Over the range of 0.5 to 2.0%, vanadium contributes secondary hardening, high hardness and wear resistance depending upon the amount present. Furthermore, when the amount of vanadium present is sufficient to ensure saturation of the austenite formed at the austenitizing temperature and no more in excess thereof than to form a minimum of vanadium carbides when the material is in the heat treated condition, the vanadium contributes significantly to secondary hardening while the material retains good toughness and ductility. For best toughness and ductility, carbon is not to exceed about 0.70%, silicon is not to exceed about 0.40%, molybdenum is not to exceed about 3.25%, and cobalt is not to exceed about 2.75%. To that end, vanadium is preferably limited to no more than 0.8% or, better yet, to no more than 0.7%, however, up to about 1.0% can be used. When the higher amounts of carbon, silicon, molybdenum, and cobalt contemplated herein are used to provide a heat-treated hardness of Rc 63 or more, vanadium can be present in an amount ranging up to 2.0% primarily for its beneficial effect on wear resistance; however, increasing vanadium detracts from toughness particularly above about 1.5%. While vanadium may contribute further wear resistance when present in an amount above 2.0%, the resulting increase in cost and reduction in toughness are not desirable. For best combination of hardness, wear resistance and toughness, 0.9 to 1.1% vanadium is preferred.
Molybdenum functions as a strong secondary hardening agent in this composition and, for this purpose, 2.5-5.0% molybdenum is used. As is well known, secondary hardening in alloy steels is a phenomenon associated with the precipitation of fine carbides from the martensitic matrix during tempering. Vanadium also forms such carbides. On the other hand, neither silicon nor cobalt themselves form carbides in the present composition; nevertheless, both silicon and cobalt cause enhanced secondary hardness by a mechanism which is not fully understood. To some extent, molybdenum and vanadium may provide some solid solution hardening by going into solution.

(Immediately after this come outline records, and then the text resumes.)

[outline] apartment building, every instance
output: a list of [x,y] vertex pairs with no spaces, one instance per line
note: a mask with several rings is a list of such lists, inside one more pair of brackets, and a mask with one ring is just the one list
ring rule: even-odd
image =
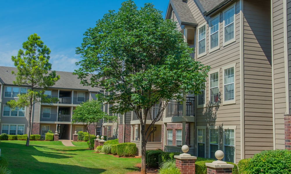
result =
[[[0,122],[1,133],[10,135],[22,135],[28,131],[28,107],[12,110],[6,102],[17,99],[17,95],[26,93],[29,87],[13,84],[15,76],[11,71],[16,71],[15,68],[0,66]],[[97,88],[84,86],[80,80],[72,72],[56,71],[60,79],[54,86],[45,91],[48,97],[56,97],[55,103],[37,103],[33,108],[31,134],[40,134],[45,139],[45,134],[49,130],[53,132],[57,130],[59,138],[72,139],[75,131],[86,131],[82,124],[72,124],[73,112],[79,104],[88,100],[96,99],[95,95],[103,92]],[[102,120],[96,130],[93,125],[90,126],[90,132],[95,135],[101,135]]]

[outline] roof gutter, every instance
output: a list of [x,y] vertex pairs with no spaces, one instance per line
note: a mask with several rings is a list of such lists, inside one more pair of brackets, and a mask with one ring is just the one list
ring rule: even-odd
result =
[[207,12],[205,11],[205,12],[203,13],[203,14],[204,14],[205,16],[208,16],[215,11],[217,10],[218,10],[219,8],[220,8],[224,6],[225,5],[226,5],[226,4],[230,2],[231,2],[233,1],[233,0],[224,0],[224,1],[220,3],[217,5],[217,6],[214,8],[212,8],[209,11]]

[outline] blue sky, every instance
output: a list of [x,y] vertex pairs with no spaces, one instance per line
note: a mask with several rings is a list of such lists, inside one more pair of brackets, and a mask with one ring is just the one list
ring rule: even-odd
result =
[[[22,43],[36,33],[51,50],[52,69],[72,72],[75,54],[83,34],[93,27],[109,10],[116,11],[124,1],[2,1],[0,6],[0,66],[14,66],[12,56],[16,56]],[[165,16],[168,0],[134,1],[139,7],[152,3]]]

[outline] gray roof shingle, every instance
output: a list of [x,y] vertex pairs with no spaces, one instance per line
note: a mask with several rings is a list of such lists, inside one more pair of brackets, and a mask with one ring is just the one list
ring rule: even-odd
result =
[[[0,80],[1,80],[4,84],[13,84],[13,81],[15,80],[15,75],[11,73],[12,71],[17,72],[17,69],[15,67],[0,66]],[[93,92],[98,92],[101,90],[98,88],[83,86],[80,84],[81,80],[78,79],[78,76],[73,75],[71,72],[56,72],[57,75],[60,75],[60,79],[54,85],[50,88],[79,89]]]

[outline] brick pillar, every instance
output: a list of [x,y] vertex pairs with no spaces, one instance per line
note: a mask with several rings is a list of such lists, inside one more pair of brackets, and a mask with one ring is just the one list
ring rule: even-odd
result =
[[54,134],[54,141],[58,141],[58,133]]
[[285,125],[285,148],[291,150],[291,123],[290,114],[284,115]]
[[73,141],[78,141],[78,134],[77,131],[75,131],[75,133],[73,134]]
[[40,134],[39,123],[33,122],[32,123],[32,129],[31,130],[31,134],[32,135],[38,135]]
[[176,160],[176,167],[180,169],[181,173],[195,174],[195,160],[197,159],[197,157],[186,153],[189,150],[189,147],[187,145],[182,146],[182,150],[184,153],[174,156]]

The theory which seems most reasonable at this time is that by retarding the rate of diffusion of carbon out of solution, there may be a reduction in the rate of carbide nucleation and growth.
For a minimum heat-treated hardness of Rc 60 at room temperature combined with good toughness and ductility, 2.5 to 3.25% molybdenum is preferred and, better yet, 2.7 to 3.1% but no more than will be taken into solution at the austenitizing temperature because, like vanadium, as the molybdenum content is increased above the amount which can be completely taken into solution at the austenitizing temperature, toughness and ductility suffer. When maximum hardness, that is at least Rc 63 at room temperature, is wanted, 3.5 to 5.0% molybdenum is preferred and best results can be attained with 4.0 to 4.5% molybdenum. Larger amounts than 5.0% molybdenum could be used in this composition, but above 5.0% the effect of molybdenum is too little to justify the added cost.

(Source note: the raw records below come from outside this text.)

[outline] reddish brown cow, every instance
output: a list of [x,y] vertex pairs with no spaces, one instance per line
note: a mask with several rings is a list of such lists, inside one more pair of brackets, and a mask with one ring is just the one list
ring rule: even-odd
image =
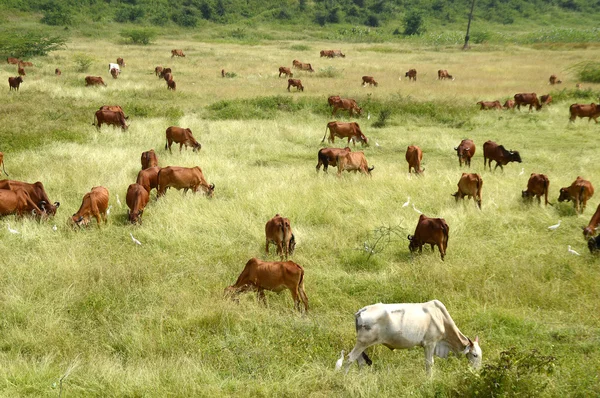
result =
[[406,161],[408,162],[408,174],[414,169],[416,174],[421,174],[425,169],[421,170],[421,160],[423,159],[423,151],[416,145],[410,145],[406,148]]
[[71,217],[74,225],[81,227],[90,223],[91,217],[96,219],[98,227],[102,220],[106,223],[106,210],[108,210],[108,189],[104,187],[93,187],[83,196],[81,207]]
[[496,161],[494,171],[498,166],[504,171],[503,166],[506,166],[509,162],[521,163],[521,155],[518,151],[507,151],[504,149],[504,145],[498,145],[494,141],[486,141],[483,144],[483,168],[485,168],[486,162],[489,161],[489,168],[492,171],[492,160]]
[[193,193],[200,189],[211,198],[215,191],[215,184],[210,184],[204,179],[200,167],[175,167],[169,166],[158,172],[158,197],[163,196],[167,189],[183,189],[185,194],[188,190]]
[[463,173],[458,181],[458,191],[452,194],[458,199],[464,199],[467,196],[469,199],[473,198],[477,207],[481,209],[481,187],[483,186],[483,179],[479,174],[475,173]]
[[440,250],[442,261],[446,256],[448,248],[448,233],[450,227],[443,218],[430,218],[421,214],[414,235],[408,235],[408,249],[411,253],[419,249],[419,253],[423,253],[423,245],[430,244],[431,250],[437,246]]
[[569,187],[561,188],[558,197],[559,202],[573,201],[575,211],[583,213],[588,199],[594,196],[594,186],[588,180],[577,176],[575,181]]
[[[521,197],[527,201],[536,197],[538,203],[542,203],[542,195],[544,196],[544,205],[548,206],[548,187],[550,180],[545,174],[531,173],[529,181],[527,181],[527,189],[521,191]],[[552,205],[552,203],[550,203]]]
[[148,204],[148,200],[150,200],[148,191],[146,191],[146,189],[140,184],[131,184],[127,188],[127,197],[125,200],[127,201],[127,207],[129,207],[129,222],[132,224],[141,224],[142,214],[144,213],[144,209]]
[[288,289],[292,293],[294,307],[308,311],[308,297],[304,291],[304,268],[293,261],[262,261],[251,258],[237,281],[225,288],[225,294],[236,297],[240,293],[256,290],[258,299],[266,304],[265,290],[279,293]]
[[288,255],[294,254],[296,247],[296,238],[292,232],[290,220],[281,217],[279,214],[275,214],[275,217],[267,221],[265,225],[265,236],[267,243],[265,245],[265,252],[269,254],[269,244],[274,243],[277,246],[277,254],[281,256],[283,260],[284,255],[287,260]]
[[169,149],[169,153],[173,153],[171,151],[171,145],[173,145],[173,142],[179,144],[180,153],[181,148],[183,148],[184,145],[186,150],[188,146],[192,147],[192,150],[194,152],[197,152],[200,149],[202,149],[202,145],[200,145],[200,143],[196,141],[196,139],[192,135],[192,130],[188,128],[184,129],[182,127],[171,126],[167,129],[166,134],[167,143],[165,144],[165,151]]

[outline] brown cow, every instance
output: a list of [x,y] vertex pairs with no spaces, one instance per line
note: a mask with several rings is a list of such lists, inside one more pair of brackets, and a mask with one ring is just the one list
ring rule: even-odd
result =
[[588,118],[588,123],[590,120],[594,119],[596,123],[598,123],[598,116],[600,116],[600,106],[595,103],[587,104],[573,104],[569,107],[569,112],[571,116],[569,117],[569,121],[575,122],[577,116],[584,118]]
[[366,86],[367,84],[369,86],[375,86],[375,87],[378,86],[378,84],[375,81],[375,79],[373,78],[373,76],[363,76],[363,87]]
[[85,77],[85,85],[86,86],[98,86],[102,84],[103,86],[106,86],[106,83],[104,83],[104,80],[102,80],[102,77],[100,76],[86,76]]
[[416,145],[410,145],[406,148],[406,161],[408,162],[408,174],[414,169],[416,174],[421,174],[425,169],[421,170],[421,160],[423,159],[423,151]]
[[287,260],[288,255],[294,254],[296,247],[296,238],[292,232],[290,220],[281,217],[279,214],[275,214],[275,217],[267,221],[265,225],[265,236],[267,243],[265,245],[265,252],[269,254],[269,244],[274,243],[277,246],[277,254],[281,256],[283,260],[284,255]]
[[9,77],[8,78],[8,91],[16,90],[19,91],[19,86],[23,83],[21,76]]
[[81,227],[90,223],[91,217],[96,219],[98,227],[104,220],[106,223],[106,210],[108,210],[108,189],[104,187],[93,187],[92,190],[83,196],[81,207],[77,213],[71,217],[74,225]]
[[129,128],[127,122],[125,121],[123,111],[96,111],[96,113],[94,114],[94,122],[96,121],[97,124],[92,123],[92,126],[96,126],[97,129],[100,129],[100,127],[102,127],[103,124],[118,126],[121,127],[123,130],[127,130]]
[[344,170],[355,173],[359,171],[361,174],[368,174],[370,176],[371,171],[375,168],[375,166],[369,167],[364,152],[346,152],[344,155],[340,154],[337,156],[336,162],[338,164],[338,177],[342,175],[342,171]]
[[529,112],[535,105],[536,110],[542,109],[542,104],[540,104],[540,100],[538,100],[536,93],[519,93],[515,94],[515,105],[517,109],[521,110],[521,105],[529,105]]
[[184,194],[190,189],[193,193],[202,189],[209,198],[213,196],[215,191],[215,184],[208,185],[204,179],[202,170],[198,166],[169,166],[160,169],[158,172],[158,197],[163,196],[167,189],[171,187],[177,190],[183,189]]
[[321,142],[325,141],[327,137],[327,130],[329,129],[329,142],[334,143],[335,137],[348,138],[348,144],[352,140],[352,144],[356,146],[356,141],[361,142],[362,145],[368,145],[369,140],[360,130],[360,126],[356,122],[329,122],[325,127],[325,135]]
[[[527,189],[521,191],[521,197],[530,201],[533,197],[537,197],[538,203],[542,203],[542,195],[544,196],[544,204],[548,206],[548,187],[550,180],[545,174],[531,173],[529,181],[527,181]],[[552,205],[552,203],[550,203]]]
[[594,196],[594,186],[591,182],[577,176],[569,187],[561,188],[559,202],[573,201],[575,212],[583,213],[588,199]]
[[156,157],[156,152],[154,152],[154,149],[142,152],[142,170],[156,166],[158,166],[158,158]]
[[321,165],[323,165],[323,171],[327,173],[327,168],[337,167],[337,157],[345,156],[347,152],[352,152],[349,147],[345,148],[321,148],[319,149],[317,173],[319,172]]
[[300,79],[288,79],[288,91],[290,91],[290,87],[296,87],[296,91],[304,91],[304,86]]
[[486,162],[489,161],[489,168],[492,171],[492,160],[496,161],[494,171],[498,166],[504,171],[503,166],[506,166],[509,162],[521,163],[521,155],[518,151],[507,151],[504,149],[504,145],[498,145],[494,141],[486,141],[483,144],[483,168],[485,169]]
[[458,165],[462,167],[463,162],[471,167],[471,158],[475,155],[475,143],[472,140],[464,139],[454,148],[458,155]]
[[251,258],[237,281],[225,288],[225,294],[236,297],[238,294],[256,290],[258,299],[266,304],[265,290],[279,293],[288,289],[292,293],[294,306],[300,311],[300,301],[304,311],[308,311],[308,297],[304,291],[304,268],[293,261],[262,261]]
[[169,153],[173,153],[171,151],[171,145],[173,142],[179,144],[179,152],[181,153],[181,148],[185,145],[185,149],[187,147],[192,147],[194,152],[202,149],[202,145],[192,135],[192,130],[188,128],[171,126],[166,131],[167,134],[167,143],[165,144],[165,151],[169,149]]
[[437,246],[440,250],[442,261],[446,256],[448,248],[448,233],[450,227],[443,218],[430,218],[421,214],[414,235],[408,235],[408,249],[411,253],[419,249],[419,253],[423,253],[423,245],[430,244],[431,250]]
[[286,68],[285,66],[279,67],[279,77],[281,77],[282,74],[285,75],[285,77],[294,77],[290,68]]
[[150,195],[148,195],[148,191],[143,186],[137,183],[129,185],[126,201],[127,207],[129,207],[127,217],[130,223],[142,223],[142,214],[148,204],[148,200],[150,200]]
[[469,199],[471,197],[477,203],[477,207],[481,209],[481,187],[483,186],[483,179],[479,174],[475,173],[463,173],[458,181],[458,191],[452,194],[458,199],[464,199],[467,196]]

Cobalt in the range of 0.5 to 4.0%, primarily contributes to the heat treated room temperature and hot hardness of this composition. Because it detracts from the toughness and ductility of this composition when present in amounts greater than 2.75%, cobalt is preferably limited to that amount when good toughness and ductility, rather than maximum hardness, are wanted. Cobalt, like silicon but to a somewhat lesser extent, enhances the secondary hardness of this composition and also contributes to the level of hardness attained in the heat-treated condition. When carbon is below about 0.7%, then to ensure consistent attainment of the minimum hardness of Rc 60, cobalt should not be less than 1.25%. For a best combination of properties, 1.5 to 2.5% cobalt is preferred for its effect on toughness and ductility and also for its effect on the hardness of the composition.

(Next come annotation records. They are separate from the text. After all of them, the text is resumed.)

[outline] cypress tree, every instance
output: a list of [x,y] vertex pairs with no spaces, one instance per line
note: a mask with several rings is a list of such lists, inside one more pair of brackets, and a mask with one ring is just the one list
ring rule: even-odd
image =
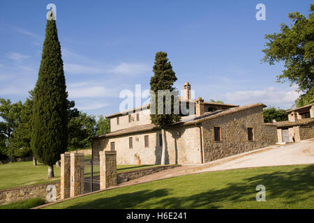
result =
[[[167,58],[167,53],[163,52],[158,52],[155,56],[155,63],[153,67],[154,75],[151,77],[150,85],[151,91],[154,91],[154,95],[151,95],[151,123],[161,128],[161,134],[163,139],[163,151],[161,155],[161,164],[165,164],[165,132],[170,125],[174,122],[180,120],[180,116],[175,114],[174,112],[174,97],[172,97],[171,102],[171,114],[165,114],[165,97],[163,97],[163,114],[158,114],[158,91],[169,90],[170,92],[174,92],[174,95],[177,95],[177,91],[173,86],[177,77],[175,72],[172,70],[172,66],[169,59]],[[155,103],[156,110],[153,110],[151,105]],[[152,114],[155,112],[155,114]]]
[[54,176],[54,164],[67,148],[67,97],[56,21],[47,20],[34,89],[31,146],[39,161],[48,165],[48,178]]

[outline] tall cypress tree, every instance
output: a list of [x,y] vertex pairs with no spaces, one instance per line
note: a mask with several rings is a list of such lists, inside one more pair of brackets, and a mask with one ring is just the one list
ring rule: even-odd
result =
[[[167,53],[163,52],[158,52],[155,56],[155,63],[153,67],[154,75],[151,78],[151,91],[154,91],[154,95],[151,95],[151,123],[161,128],[161,135],[163,139],[163,151],[161,154],[161,164],[165,164],[165,132],[170,125],[174,122],[180,120],[180,116],[175,114],[174,112],[174,101],[172,98],[171,102],[171,114],[166,114],[165,109],[165,97],[163,97],[163,114],[158,114],[158,91],[169,90],[170,92],[177,92],[176,89],[173,86],[175,81],[177,81],[176,73],[172,70],[169,59],[167,58]],[[176,93],[177,94],[177,92]],[[174,94],[175,95],[175,94]],[[155,103],[155,114],[151,114],[153,112],[151,106]]]
[[48,165],[48,178],[54,176],[54,164],[67,148],[67,97],[56,21],[47,20],[34,89],[31,146],[39,161]]

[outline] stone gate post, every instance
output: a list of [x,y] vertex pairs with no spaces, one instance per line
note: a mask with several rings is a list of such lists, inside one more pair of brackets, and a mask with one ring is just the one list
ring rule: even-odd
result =
[[64,199],[70,197],[70,153],[61,155],[60,197]]
[[100,190],[117,186],[117,151],[99,152]]
[[70,196],[84,193],[84,153],[70,154]]

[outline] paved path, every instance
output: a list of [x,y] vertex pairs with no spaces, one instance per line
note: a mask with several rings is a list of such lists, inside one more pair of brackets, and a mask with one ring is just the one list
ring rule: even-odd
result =
[[[300,143],[271,146],[217,160],[201,165],[182,166],[166,169],[151,175],[148,175],[137,179],[121,183],[117,187],[104,190],[112,190],[117,187],[126,187],[128,185],[165,179],[170,177],[201,172],[237,168],[301,164],[314,164],[314,139],[304,140]],[[98,190],[91,193],[80,195],[78,197],[87,196],[88,194],[98,193],[104,190]],[[45,204],[32,209],[43,208],[49,205],[57,203],[72,199],[73,198],[59,200],[56,202]]]
[[276,145],[217,160],[201,165],[183,166],[130,180],[119,185],[160,180],[195,173],[238,168],[314,164],[314,139]]

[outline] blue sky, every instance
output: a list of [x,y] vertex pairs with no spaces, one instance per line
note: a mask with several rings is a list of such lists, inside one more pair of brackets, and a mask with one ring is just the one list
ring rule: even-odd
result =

Columbium provides a unique effect in this composition by controlling and ensuring a fine grain size at the austenitizing temperature. The mechanism by which columbium acts to restrict grain growth even at such high austenitizing temperatures as 2150° F. is not understood, but when at least 0.15% columbium is present, it ensures a maximum grain size, by Snyder-Graff intercept measurements, of 9. As much as 0.50% columbium can be used but, when too much columbium is used, it tends to tie up carbon to form unwanted carbides and deprive the matrix of that element. For most consistent results, 0.20 to 0.30% columbium is preferred or as much as 0.35% with the larger carbon contents.
When the product to be fabricated from the composition of this invention requires welding, as for example in the case of composite saw blades having a teeth-forming portion formed of this composition and a backing formed of another which are welded together, then 0.04 to 0.10% aluminum is included for its beneficial effect on the weldability of the composition.
Over the broad range of the present composition, a minimum hardness of Rc 60 is readily attained. The following relationship can be used in balancing the present composition so as to consistently attain a minimum heat-treated hardness of Rc 63:
1 × %Co + 13.3 × %Si + 2.05 × %Mo ≮ 16
That is to say, the amount of cobalt in weight percent plus the weight percent silicon multiplied by 13.3 plus the weight percent molybdenum multiplied by 2.05 must not be less than 16. This relationship is valid for practical purposes when the silicon content is at least 0.35% and the molybdenum content ranges from 3.5-5.0%. This relationship is useful when balancing this composition to provide cutting tools combining high hardness and wear resistance with relatively low cost. A preferred composition for such products, except for incidental impurities, contains 0.82-0.90% carbon nominally 0.85%, 0.15-0.35% manganese nominally 0.25%, 0.5-0.6% silicon nominally 0.55%, 3.75-4.5% chromium nominally 4.0%, 4.0-4.5% molybdenum nominally 4.25%, 0.9-1.1% vanadium nominally 1.0%, 1.5-2.5% cobalt nominally 2.0%, 0.20-0.35% columbium nominally 0.25%, 0.04-0.1% aluminum nominally 0.06%, and the balance essentially iron.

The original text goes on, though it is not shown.